Ryan Adams and I just uploaded to the arXiv our paper ``High-Dimensional Probability Estimation with Deep Density Models''. In this work, we introduce the *deep density model* (DDM), a new approach for density estimation.

As a motivating prequel, let's think about why we are interested in having density estimates in the first place. In his latest post, Michael alluded to the existence of a very deep connection between compression and unsupervised learning. Indeed, the goal of unsupervised learning is to characterize structure in our data, and this knowledge can then be used to establish summarized representations by making informed assumptions about the redundancy of unobserved data. Density estimation links these two concepts very explicitly. Allocation of probability mass throughout our space precisely quantifies our belief of the likelihood of occurrence of every point in it, and as such obviates our assumptions about structure in the data. Compression then consists of representation of the data under the assumption of absence of information in the regions of our space to which we've assigned low density. It is true that for almost every task we might be interested in, such as classification and unsupervised learning, there's some algorithm that confronts it without any mention of the word ``probability''. However, without a probabilistic interpretation, it is not clear exactly which assumptions such algorithm might make, and further, how these might be altered in order to improve the performance or speed of the algorithm.

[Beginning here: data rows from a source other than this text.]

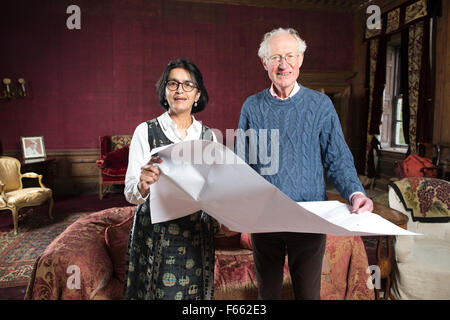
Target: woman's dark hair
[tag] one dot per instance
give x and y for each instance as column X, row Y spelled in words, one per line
column 196, row 76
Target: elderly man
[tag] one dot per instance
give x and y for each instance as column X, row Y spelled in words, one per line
column 310, row 140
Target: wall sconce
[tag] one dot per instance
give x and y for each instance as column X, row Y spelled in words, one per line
column 14, row 91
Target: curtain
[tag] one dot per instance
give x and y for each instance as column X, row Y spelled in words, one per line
column 377, row 80
column 412, row 20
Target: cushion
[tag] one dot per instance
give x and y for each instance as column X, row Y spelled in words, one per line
column 246, row 241
column 116, row 238
column 427, row 199
column 120, row 141
column 117, row 158
column 28, row 196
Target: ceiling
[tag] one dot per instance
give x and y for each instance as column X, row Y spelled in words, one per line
column 329, row 5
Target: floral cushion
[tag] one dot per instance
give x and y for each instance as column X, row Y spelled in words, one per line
column 120, row 141
column 427, row 199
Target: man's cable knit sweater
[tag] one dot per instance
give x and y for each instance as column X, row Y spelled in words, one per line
column 310, row 140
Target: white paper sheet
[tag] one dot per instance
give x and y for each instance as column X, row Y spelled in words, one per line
column 206, row 175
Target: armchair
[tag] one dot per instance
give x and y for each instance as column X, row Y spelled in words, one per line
column 113, row 161
column 13, row 196
column 422, row 268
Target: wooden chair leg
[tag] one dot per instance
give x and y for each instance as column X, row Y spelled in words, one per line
column 14, row 212
column 50, row 208
column 100, row 190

Many techniques have been proposed to study patterns in data and to further provide density estimates. Probabilistic graphical models such as the Boltzmann machine produce powerful density estimates, but these are rather unnormalized. Bayesian nonparametric approaches are also very flexible, but require costly inference procedures. Manifold discovery methods such as the autoencoder produce useful representations of the data, but have no clear probabilistic interpretation. The manifold Parzen windows approach directly models the distribution of the data in the observed space, but is thwarted by the curse of dimensionality. In our work, we propose a way to provide fully-normalized density estimates on high-dimensional spaces.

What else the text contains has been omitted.